Книга И повсюду тлеют пожары - Селеста Инг
Шрифт:
Интервал:
Закладка:
– Анита, – как-то раз сказала она в телефон, – я тебя люблю всей душой, но в Нью-Йорк на выставку приехать не могу. Нет, даже если продам сотню работ. (Пауза.) Я знаю, но и ты знаешь, что я никак. Хорошо. Сделай, что можешь, – мне этого довольно.
И все равно Аните удалось продать полдюжины, и еще полгода Мия не прибиралась в чужих домах, а трудилась над новым проектом.
Вот так она и работала: проект на четыре месяца или на полгода, а затем переходим к следующему. Она все работала и работала, и выходило сколько-то фотографий, и обычно Анита продавала в галерее хотя бы несколько штук. Поначалу расценки были до того скромные – несколько сотен долларов за снимок, – что Мие порой приходилось наниматься на две работы, а то и на три. Но время шло, в арт-кругах ее уже ценили довольно высоко, и Анита продавала больше и дороже: Мие и Пёрл хватало на еду, на жилье, на бензин для “фольксвагена-кролика” даже после того, как Анита забирала себе половину комиссионными.
– Иногда две или три тысячи долларов, – с гордостью говорила Пёрл, и Сплин быстро прикидывал в уме: если Мия продает десять фотографий в год…
Иногда снимки не продавались – из всего проекта со скелетами листьев продалась лишь одна фотография, и несколько месяцев Мия хваталась за случайные заработки: убиралась в домах, составляла букеты, украшала торты. Она была рукастая и предпочитала места, где не нужно общаться с клиентами, где можно подумать в одиночестве, – не официанткой, не секретаршей, не продавщицей.

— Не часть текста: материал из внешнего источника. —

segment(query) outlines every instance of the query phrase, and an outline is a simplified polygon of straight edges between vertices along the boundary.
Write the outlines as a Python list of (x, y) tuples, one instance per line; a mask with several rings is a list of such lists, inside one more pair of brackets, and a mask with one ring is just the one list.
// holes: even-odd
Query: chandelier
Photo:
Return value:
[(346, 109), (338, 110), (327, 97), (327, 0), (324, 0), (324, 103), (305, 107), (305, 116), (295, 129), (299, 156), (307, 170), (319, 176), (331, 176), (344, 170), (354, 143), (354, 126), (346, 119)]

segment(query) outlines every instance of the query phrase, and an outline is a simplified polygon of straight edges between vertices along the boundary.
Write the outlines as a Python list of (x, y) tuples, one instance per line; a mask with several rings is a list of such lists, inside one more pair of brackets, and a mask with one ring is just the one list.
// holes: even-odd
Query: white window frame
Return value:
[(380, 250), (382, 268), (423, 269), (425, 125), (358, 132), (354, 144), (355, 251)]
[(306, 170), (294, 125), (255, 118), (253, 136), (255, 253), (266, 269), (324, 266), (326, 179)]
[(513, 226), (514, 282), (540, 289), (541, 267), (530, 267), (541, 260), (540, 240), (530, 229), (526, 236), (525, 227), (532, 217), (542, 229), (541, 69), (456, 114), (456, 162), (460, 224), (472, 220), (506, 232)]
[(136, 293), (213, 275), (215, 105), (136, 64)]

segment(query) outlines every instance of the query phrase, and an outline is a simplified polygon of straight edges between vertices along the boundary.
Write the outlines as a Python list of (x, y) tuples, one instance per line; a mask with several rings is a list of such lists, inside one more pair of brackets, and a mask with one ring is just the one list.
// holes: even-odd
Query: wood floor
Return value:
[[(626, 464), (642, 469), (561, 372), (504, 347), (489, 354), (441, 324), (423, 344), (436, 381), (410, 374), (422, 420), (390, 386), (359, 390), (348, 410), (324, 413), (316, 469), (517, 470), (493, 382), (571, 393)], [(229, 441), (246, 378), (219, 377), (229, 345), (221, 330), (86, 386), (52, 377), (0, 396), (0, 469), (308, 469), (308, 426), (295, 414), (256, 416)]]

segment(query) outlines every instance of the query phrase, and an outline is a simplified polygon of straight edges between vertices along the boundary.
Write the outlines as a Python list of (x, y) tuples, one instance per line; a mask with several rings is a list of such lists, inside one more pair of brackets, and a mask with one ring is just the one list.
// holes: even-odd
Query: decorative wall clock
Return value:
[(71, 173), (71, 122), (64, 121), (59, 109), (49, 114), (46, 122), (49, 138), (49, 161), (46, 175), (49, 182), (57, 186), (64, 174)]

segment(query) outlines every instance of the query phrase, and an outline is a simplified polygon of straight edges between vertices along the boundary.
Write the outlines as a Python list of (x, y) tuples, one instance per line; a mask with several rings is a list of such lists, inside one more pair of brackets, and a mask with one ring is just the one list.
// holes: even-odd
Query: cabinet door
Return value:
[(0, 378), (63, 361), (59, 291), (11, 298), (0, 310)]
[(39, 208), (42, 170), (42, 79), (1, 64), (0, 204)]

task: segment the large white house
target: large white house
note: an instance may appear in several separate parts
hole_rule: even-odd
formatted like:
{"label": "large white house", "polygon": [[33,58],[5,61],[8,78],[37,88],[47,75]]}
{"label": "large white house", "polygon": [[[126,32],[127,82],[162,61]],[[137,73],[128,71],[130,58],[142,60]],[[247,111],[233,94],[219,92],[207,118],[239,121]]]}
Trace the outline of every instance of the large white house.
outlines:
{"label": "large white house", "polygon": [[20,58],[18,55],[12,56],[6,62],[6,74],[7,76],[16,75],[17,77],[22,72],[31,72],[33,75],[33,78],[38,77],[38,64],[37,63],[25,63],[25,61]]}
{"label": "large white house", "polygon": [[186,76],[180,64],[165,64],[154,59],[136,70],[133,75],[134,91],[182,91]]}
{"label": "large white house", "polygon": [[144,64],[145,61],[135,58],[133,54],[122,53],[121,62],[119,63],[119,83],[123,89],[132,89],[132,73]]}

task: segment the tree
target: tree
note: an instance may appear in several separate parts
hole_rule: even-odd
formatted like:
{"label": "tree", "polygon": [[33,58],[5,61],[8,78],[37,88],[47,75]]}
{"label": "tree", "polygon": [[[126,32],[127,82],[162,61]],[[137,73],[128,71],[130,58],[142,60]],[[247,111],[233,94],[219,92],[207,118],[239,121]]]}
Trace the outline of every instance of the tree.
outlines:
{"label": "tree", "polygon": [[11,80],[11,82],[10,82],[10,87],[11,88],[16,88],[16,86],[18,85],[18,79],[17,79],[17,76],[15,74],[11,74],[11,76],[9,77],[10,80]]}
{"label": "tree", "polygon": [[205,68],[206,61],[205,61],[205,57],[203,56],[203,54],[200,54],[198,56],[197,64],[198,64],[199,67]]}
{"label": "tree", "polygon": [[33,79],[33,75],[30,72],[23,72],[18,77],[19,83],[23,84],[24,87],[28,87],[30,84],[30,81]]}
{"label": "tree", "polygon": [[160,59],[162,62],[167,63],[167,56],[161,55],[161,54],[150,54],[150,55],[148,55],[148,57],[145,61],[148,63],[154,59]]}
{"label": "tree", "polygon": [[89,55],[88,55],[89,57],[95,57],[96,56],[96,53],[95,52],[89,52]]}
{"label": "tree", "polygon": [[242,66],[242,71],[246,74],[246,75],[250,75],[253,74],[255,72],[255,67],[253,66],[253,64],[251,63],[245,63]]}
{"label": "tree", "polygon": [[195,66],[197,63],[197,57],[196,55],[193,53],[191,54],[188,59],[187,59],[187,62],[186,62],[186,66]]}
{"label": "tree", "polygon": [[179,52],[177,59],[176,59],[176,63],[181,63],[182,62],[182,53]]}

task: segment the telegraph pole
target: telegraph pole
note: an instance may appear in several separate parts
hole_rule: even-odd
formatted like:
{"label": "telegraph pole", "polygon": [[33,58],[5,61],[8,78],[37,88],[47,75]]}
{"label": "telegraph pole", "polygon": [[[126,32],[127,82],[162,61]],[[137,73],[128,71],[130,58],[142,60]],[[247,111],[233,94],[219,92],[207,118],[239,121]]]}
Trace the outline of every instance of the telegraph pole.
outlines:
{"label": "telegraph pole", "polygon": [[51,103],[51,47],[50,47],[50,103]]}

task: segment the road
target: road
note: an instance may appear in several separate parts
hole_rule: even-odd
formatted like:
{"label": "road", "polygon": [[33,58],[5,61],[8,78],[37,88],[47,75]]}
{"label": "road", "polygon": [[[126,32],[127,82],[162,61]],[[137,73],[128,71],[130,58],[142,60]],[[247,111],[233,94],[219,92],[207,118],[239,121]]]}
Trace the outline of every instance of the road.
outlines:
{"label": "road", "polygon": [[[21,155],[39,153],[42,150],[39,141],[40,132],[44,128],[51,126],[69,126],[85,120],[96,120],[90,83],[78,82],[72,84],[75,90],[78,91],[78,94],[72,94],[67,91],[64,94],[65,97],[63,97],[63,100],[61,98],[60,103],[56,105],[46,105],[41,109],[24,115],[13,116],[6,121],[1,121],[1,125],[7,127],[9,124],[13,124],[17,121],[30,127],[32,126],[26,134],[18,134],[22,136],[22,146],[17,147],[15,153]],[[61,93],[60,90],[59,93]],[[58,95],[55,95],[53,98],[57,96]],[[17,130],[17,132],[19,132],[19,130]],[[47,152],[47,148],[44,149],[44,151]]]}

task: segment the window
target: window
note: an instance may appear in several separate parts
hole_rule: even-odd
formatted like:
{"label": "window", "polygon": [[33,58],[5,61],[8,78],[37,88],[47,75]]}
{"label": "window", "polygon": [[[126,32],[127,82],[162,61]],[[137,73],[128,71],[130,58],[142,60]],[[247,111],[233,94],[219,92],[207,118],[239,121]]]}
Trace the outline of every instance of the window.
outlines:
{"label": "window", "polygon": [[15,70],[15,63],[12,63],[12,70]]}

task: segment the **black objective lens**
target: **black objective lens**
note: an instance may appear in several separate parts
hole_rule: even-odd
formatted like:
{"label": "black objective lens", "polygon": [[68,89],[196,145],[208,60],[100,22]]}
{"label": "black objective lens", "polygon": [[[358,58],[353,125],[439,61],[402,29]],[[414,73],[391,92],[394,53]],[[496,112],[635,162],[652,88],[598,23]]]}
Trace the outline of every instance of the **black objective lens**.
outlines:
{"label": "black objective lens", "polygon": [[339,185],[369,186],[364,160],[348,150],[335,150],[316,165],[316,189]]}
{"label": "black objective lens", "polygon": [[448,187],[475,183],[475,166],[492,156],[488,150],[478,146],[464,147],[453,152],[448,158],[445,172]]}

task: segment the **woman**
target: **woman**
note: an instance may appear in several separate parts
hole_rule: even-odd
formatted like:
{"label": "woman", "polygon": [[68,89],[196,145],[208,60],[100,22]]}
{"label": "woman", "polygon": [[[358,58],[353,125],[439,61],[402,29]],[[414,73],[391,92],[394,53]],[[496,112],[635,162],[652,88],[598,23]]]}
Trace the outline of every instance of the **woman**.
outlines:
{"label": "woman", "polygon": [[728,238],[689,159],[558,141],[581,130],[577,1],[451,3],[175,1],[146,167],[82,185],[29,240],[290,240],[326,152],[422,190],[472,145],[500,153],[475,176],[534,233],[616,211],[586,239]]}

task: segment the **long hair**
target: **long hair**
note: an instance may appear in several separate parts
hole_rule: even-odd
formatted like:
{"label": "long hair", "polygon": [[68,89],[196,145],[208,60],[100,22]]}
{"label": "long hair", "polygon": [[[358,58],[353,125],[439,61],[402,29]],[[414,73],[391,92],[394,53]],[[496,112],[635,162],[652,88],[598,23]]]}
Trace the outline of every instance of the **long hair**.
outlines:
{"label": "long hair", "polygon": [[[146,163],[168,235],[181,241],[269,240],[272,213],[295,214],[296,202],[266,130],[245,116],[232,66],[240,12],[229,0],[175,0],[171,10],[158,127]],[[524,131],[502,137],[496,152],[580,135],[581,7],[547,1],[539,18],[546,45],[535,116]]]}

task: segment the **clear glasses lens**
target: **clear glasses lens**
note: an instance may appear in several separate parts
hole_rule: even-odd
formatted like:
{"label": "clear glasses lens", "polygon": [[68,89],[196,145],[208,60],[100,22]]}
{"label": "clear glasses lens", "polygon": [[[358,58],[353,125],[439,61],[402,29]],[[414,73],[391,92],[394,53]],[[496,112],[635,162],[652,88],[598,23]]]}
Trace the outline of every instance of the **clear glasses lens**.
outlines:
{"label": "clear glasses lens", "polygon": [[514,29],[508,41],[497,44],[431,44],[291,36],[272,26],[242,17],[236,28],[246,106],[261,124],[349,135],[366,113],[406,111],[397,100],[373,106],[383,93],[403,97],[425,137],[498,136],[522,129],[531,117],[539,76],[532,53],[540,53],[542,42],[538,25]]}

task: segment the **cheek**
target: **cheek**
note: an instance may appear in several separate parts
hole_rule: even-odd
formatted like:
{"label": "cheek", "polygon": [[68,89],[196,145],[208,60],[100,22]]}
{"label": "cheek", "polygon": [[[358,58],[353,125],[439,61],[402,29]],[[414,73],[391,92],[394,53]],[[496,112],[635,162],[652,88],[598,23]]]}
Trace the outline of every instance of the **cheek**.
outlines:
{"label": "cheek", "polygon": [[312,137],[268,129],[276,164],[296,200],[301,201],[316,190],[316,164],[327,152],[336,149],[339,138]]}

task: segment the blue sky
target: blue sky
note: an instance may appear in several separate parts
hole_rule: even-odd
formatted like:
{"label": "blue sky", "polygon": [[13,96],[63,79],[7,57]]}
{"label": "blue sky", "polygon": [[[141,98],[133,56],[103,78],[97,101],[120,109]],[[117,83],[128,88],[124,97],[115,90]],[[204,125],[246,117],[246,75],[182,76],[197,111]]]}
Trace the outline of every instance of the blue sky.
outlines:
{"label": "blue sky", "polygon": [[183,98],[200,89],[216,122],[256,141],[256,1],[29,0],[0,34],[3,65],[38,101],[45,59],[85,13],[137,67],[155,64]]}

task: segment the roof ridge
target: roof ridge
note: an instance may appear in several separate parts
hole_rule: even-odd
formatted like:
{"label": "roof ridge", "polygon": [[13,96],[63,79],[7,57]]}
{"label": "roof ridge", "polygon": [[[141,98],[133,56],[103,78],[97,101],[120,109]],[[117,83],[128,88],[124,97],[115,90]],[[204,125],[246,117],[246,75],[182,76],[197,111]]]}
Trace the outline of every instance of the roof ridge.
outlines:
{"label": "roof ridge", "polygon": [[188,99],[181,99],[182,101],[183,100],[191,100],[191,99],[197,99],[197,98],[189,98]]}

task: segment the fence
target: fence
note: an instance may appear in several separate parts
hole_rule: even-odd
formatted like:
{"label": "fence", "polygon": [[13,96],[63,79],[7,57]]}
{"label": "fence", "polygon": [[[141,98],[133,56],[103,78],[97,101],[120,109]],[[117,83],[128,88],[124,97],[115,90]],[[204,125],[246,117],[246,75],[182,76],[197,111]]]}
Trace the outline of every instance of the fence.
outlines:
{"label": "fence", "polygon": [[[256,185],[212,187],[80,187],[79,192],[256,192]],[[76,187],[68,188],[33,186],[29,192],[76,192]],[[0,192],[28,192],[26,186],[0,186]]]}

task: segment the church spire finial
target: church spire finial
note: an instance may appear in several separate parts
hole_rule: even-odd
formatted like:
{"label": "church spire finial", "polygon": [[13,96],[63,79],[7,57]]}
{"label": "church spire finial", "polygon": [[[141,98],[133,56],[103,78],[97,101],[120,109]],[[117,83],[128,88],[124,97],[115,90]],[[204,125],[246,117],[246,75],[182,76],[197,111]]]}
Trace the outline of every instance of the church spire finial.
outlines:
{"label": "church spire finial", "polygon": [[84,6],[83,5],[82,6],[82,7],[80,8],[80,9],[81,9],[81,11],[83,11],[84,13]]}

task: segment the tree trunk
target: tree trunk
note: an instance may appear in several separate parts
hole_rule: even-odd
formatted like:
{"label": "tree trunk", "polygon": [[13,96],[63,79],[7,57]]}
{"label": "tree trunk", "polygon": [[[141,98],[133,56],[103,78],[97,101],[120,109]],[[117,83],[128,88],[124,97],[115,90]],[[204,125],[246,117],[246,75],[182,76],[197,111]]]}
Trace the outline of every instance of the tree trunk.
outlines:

– Я как-то раз стояла за прилавком, еще до твоего рождения, – рассказывала она Пёрл. – Продержалась день. Один день. Менеджер нудил, как вешать платья на плечики. Покупатели отрывали с одежды бусины и требовали скидок. Лучше тихо мыть полы в пустом доме, чем такое.
Но другие проекты продавались и привлекали внимание. На одной серии – к ней Мия приступила, некоторое время побыв швеей, – они прожили почти год. Мия ходила в благотворительные лавки и скупала старые мягкие игрушки – поблекших медведей, шелудивых плюшевых собак, потертых зайцев, чем дешевле, тем лучше. Дома она распарывала их по швам, стирала шкуры, распушала набивку, полировала глаза. Потом опять сшивала, вывернув наизнанку, – и получалась леденящая красота. Вывернутый драный мех смотрелся стриженым бархатом. У заново сшитого и набитого зверя сохранялась форма, но менялась осанка – спина и шея прямее, острее уши, прозорливее блеск глаз. Зверь словно перерождался – постаревший, осмелевший, помудревший. Пёрл обожала смотреть, как мать трудится, склонившись над кухонным столом, с четкостью хирурга – скальпель, игла, булавки – преображает эти игрушки в искусство. Анита продала все фотографии серии до единой; один снимок, отчиталась она, даже попал в Музей современного искусства. Анита умоляла Мию продолжить или напечатать серию еще раз, но та отказалась.
– Идея исчерпана, – сказала Мия. – У меня теперь другая в работе.
И так всегда – всякий раз по-другому, всякий раз то, что ее увлекало. В один прекрасный день она прославится – в этом Пёрл была убеждена; в один прекрасный день ее обожаемая мать станет одной из тех художниц, чьи имена знают все, – как де Кунинг, или Уорхол, или О’Кифф[4]. И поэтому Пёрл – во всяком случае, отчасти – не возражала против такой жизни: поношенной одежды, кем-то выброшенных кроватей и стульев, неверной шаткости бытия. В один прекрасный день все увидят, что ее мать гениальна.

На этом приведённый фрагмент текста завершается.